Arguably, a problem may be revealed by asking what is not found in this Connecticut filing. Why does it not also rely on the notorious “reposition global warming” memos, like nearly all the other global warming lawsuits do? Was it perhaps proposed to the Connecticut AG’s staff, but was rejected? The Energy in Depth article on this filing notes that “Connecticut has been supported by or benefitted from the same group of activists and wealthy donors including Pay Up Climate Polluters …” What does Pay Up Climate Polluters say are smoking guns evidence – plural – for disinformation campaigns? The API “victory will be achieved” memo set and the “reposition global warming” memos. If no less than Al Gore saysExxon Mobil has funded 40 different front groups that have all been a part of a strategic persuasion campaign to, in their own words ‘reposition global warming as theory rather than fact’,” shouldn’t that make this memo set worthy of inclusion into this entirely Exxon-centered lawsuit filing? Are the Connecticut AG’s staff ineptly unaware of all that supposedly damaging material, or were they smart enough to see all the holes in that material?

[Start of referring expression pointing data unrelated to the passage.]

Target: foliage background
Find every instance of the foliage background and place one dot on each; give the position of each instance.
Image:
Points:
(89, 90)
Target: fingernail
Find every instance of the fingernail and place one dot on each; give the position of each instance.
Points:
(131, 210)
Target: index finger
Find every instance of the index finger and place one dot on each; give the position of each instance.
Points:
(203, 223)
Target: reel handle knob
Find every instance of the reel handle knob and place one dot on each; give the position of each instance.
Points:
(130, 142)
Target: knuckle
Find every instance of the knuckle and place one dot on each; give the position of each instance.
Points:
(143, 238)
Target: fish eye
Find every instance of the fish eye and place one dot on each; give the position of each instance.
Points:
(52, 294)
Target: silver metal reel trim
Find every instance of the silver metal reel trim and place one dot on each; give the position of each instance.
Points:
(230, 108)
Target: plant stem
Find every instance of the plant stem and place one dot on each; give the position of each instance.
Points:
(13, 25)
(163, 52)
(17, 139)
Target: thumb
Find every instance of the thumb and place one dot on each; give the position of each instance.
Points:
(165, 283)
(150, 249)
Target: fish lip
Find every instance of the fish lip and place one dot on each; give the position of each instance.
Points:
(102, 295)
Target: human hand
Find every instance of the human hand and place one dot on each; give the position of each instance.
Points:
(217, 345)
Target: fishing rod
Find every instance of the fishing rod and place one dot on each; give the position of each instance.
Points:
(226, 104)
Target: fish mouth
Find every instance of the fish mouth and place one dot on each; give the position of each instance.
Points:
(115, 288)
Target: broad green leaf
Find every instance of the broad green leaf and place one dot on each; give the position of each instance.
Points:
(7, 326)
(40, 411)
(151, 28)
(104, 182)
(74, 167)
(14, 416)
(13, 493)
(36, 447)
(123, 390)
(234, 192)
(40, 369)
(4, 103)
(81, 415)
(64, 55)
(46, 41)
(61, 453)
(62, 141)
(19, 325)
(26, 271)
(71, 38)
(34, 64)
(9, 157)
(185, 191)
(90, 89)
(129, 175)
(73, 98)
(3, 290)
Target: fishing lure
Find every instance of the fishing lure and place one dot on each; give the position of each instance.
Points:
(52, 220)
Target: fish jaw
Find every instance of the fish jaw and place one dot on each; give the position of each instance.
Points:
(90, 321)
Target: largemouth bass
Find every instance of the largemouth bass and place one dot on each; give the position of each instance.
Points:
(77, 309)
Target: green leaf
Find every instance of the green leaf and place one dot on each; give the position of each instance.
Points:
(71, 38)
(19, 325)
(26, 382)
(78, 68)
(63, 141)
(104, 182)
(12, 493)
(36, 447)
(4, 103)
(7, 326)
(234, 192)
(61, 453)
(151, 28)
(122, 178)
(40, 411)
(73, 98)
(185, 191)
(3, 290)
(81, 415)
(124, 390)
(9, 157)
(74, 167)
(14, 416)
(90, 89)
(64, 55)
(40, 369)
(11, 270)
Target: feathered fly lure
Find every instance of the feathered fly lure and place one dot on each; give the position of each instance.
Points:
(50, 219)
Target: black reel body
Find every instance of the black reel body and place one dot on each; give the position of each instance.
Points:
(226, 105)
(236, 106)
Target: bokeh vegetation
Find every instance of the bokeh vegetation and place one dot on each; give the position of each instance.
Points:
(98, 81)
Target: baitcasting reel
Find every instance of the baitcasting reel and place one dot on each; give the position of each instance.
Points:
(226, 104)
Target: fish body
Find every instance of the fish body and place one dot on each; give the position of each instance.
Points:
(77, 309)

At a bare minimum, since this Connecticut filing provides no footnotes or end notes for any of its assertions, the Connecticut AG office should be asked what their sources were for the Black Report and for the “victory will be achieved” memo set. The 13 Sher Edling lawsuit filings cite Kert Davies’ Climate Files website for that report. Pay Up Climate Polluters cites Kert Davies’ Climate Investigations Center for the “victory will be achieved” and “reposition global warming” memo sets.

Kert Davies, who has a history of not liking Exxon very much. If one of his Climate Investigations Center blog posts is an indicator of it, he may have gotten the Black Report from a particular public library’s Exxon Archives collection. Davies has other such Exxon documents at his Climate Files website, for example, a “Greenhouse Effect Assessment” proposal by Exxon’s own Edward Garvey in 1979. Garvey, at his October 2019 witness appearance as an “Exxon Knew” expert at the House Committee on Oversight and Reform’s “Examining the Oil Industry’s Efforts to Suppress the Truth about Climate Change” hearing didn’t cite Climate Files as the source of his own report in his written statement, he said “A copy of the presentation from the Exxon archives at the University of Texas-Austin is attached.” By the way, he mentioned Exxon’s James Black in that same written statement.

Inquiries need to go beyond finding out when and how Kert Davies’ became aware of the Exxon Archives. Regarding his “Greenpeace USA née Ozone Action” tenure, the two questions that should be asked are where Greenpeace got the “victory will be achieved” memo set, and how Ozone Action “obtained” the “reposition global warming” memo set.